On Monday, the Health Minister for the devolved Welsh government, Jane Hutt, was "moved" from her job, under fire for having failed to reduce hospital waiting lists sufficiently. But according to Labour's opponents, the measure was insisted upon in the corridors of power at Downing Street. Hutt, they claim - although not a Westminster MP - had become seen as a liability in the run-up to the election.

"The timing of her removal is suspect to say the least," says Plaid Cymru's Assembly leader, Elfyn Llywd. "All too often the First Minister [Rhodri Morgan] has tried to reassure us there is clear water between New Labour in Wales and London. This announcement confirms that from policy-making to the appointment of ministers, New Labour in London is firmly in charge of the Welsh Assembly."
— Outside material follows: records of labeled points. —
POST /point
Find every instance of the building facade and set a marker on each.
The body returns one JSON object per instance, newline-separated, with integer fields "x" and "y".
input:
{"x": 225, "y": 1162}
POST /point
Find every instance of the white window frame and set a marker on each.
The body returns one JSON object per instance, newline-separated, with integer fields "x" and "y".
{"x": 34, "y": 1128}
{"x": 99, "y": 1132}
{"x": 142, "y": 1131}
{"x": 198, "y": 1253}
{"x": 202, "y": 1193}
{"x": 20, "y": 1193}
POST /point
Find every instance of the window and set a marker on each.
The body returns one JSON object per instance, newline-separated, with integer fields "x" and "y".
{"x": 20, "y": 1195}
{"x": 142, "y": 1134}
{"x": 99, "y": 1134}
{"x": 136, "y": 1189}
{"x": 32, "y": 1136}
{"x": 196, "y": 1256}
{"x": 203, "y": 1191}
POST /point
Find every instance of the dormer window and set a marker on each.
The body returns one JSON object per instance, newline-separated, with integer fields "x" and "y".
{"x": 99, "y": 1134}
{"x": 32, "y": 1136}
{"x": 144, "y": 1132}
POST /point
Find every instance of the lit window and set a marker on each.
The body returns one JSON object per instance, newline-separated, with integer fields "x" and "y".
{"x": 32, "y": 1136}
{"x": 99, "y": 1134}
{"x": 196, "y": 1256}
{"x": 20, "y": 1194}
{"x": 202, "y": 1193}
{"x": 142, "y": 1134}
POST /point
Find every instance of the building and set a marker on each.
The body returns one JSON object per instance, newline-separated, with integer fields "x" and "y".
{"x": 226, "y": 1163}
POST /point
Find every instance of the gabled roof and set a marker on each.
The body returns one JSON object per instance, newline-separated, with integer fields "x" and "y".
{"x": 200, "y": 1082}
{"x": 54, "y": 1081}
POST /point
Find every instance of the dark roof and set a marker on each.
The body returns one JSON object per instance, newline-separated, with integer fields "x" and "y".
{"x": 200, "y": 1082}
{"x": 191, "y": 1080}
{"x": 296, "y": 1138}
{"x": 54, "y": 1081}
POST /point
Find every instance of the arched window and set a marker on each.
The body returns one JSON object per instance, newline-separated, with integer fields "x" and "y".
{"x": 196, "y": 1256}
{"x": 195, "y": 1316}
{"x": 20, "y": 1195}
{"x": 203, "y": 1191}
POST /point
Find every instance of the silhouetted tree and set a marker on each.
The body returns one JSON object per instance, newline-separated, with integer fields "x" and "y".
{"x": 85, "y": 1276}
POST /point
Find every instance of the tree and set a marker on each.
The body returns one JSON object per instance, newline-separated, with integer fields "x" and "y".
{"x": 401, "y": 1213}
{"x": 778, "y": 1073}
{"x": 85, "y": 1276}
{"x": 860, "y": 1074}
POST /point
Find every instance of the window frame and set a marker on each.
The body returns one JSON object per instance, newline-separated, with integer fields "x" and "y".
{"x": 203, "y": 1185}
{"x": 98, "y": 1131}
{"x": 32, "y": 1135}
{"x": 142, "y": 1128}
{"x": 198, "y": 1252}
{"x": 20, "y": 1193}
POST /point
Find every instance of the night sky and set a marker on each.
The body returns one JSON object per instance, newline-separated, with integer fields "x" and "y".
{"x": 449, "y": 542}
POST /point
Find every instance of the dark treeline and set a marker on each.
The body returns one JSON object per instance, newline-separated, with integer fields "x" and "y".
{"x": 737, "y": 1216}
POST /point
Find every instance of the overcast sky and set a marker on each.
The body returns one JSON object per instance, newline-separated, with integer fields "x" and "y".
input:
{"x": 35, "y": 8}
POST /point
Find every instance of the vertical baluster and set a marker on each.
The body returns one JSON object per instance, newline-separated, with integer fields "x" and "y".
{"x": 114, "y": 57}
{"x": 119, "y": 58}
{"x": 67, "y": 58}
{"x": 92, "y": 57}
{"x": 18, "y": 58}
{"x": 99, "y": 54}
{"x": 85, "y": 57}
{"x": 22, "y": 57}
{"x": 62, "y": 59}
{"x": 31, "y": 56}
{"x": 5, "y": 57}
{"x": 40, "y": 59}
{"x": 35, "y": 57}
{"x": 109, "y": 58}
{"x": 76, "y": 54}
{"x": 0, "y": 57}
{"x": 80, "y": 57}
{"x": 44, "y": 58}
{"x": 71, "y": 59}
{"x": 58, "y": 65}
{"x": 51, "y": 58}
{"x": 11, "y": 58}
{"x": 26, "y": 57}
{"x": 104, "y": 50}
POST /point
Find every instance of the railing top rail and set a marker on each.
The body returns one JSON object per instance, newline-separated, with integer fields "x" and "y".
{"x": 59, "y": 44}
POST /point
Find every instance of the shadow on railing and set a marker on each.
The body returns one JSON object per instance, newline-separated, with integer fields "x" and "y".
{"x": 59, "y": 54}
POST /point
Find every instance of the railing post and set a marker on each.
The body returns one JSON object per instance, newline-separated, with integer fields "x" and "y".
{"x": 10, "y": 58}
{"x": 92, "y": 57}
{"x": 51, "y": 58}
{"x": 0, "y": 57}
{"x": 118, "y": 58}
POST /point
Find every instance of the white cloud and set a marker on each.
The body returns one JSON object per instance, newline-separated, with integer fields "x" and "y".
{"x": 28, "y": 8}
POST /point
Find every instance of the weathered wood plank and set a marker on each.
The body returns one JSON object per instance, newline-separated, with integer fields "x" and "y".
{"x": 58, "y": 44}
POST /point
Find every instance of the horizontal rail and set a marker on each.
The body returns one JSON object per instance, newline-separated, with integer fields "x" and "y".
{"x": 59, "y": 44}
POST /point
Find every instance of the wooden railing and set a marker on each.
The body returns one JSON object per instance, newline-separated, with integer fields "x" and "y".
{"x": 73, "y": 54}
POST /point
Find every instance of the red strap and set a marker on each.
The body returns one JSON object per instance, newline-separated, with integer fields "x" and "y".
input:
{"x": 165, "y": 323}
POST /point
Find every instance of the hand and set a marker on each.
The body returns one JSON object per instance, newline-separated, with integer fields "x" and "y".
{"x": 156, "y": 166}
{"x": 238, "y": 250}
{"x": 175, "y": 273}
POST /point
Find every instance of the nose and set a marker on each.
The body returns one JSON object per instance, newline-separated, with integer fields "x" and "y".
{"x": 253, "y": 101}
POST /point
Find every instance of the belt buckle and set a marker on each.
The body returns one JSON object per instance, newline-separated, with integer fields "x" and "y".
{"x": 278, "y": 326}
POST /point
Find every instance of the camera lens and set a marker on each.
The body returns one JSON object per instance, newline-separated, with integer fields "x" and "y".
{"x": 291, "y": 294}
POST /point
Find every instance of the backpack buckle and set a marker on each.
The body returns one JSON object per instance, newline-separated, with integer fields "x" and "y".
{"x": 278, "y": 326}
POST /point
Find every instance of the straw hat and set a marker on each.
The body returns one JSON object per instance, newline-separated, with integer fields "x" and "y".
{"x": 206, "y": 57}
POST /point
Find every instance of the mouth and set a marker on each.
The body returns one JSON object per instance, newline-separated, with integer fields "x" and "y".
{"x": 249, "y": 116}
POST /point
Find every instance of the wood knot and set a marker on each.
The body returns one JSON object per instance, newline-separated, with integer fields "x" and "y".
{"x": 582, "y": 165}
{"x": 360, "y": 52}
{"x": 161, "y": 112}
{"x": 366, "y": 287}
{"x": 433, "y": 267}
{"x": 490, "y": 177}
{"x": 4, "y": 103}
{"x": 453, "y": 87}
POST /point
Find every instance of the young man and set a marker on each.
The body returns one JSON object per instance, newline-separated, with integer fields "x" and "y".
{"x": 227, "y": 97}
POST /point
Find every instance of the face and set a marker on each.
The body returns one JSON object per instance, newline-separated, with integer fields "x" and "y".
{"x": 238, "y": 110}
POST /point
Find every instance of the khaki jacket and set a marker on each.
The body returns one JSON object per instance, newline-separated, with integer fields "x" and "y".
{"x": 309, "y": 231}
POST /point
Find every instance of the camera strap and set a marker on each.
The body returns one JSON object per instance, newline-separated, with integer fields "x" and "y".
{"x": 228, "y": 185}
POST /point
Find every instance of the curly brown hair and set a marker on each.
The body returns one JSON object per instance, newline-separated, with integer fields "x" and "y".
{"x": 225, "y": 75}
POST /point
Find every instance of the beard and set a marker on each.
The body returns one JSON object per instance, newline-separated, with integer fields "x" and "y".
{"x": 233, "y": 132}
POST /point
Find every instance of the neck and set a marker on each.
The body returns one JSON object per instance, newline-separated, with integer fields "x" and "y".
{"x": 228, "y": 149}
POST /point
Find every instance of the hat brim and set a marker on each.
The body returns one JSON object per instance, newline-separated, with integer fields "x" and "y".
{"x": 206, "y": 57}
Both the Conservatives and Liberal Democrats have leapt into the row, too, expressing cynical amazement over the timing of the move.

A Downing Street spokesman, of course, gives the idea short shrift.

"This is a ridiculous suggestion," I am told. "There is no evidence at all to back it up."

* AS GORDON Brown and Alan Milburn fight to take charge of Labour's election campaign, Pandora can't help wondering who picked the music for yesterday's poster launch.

The excruciating spectacle saw Brown and Milburn flanked by actors in fancy dress, accompanied by the 1976 song "Jeans On", by one-hit-wonder David Dundas, left.

More properly known as Lord David, Dundas is the brother of the ninth Viscount Melville, a peer culled from the Lords by Labour's reforms, and a life-long Conservative.

"A 1970s aristocratic popstrel is about as far from Cool Britannia as we're going to get," says one observer. "God knows who chose the track."

Sadly, Lord David was unavailable to comment on his appropriation by the Labour hierarchy. When I called his record company, they hadn't heard from him since 1998.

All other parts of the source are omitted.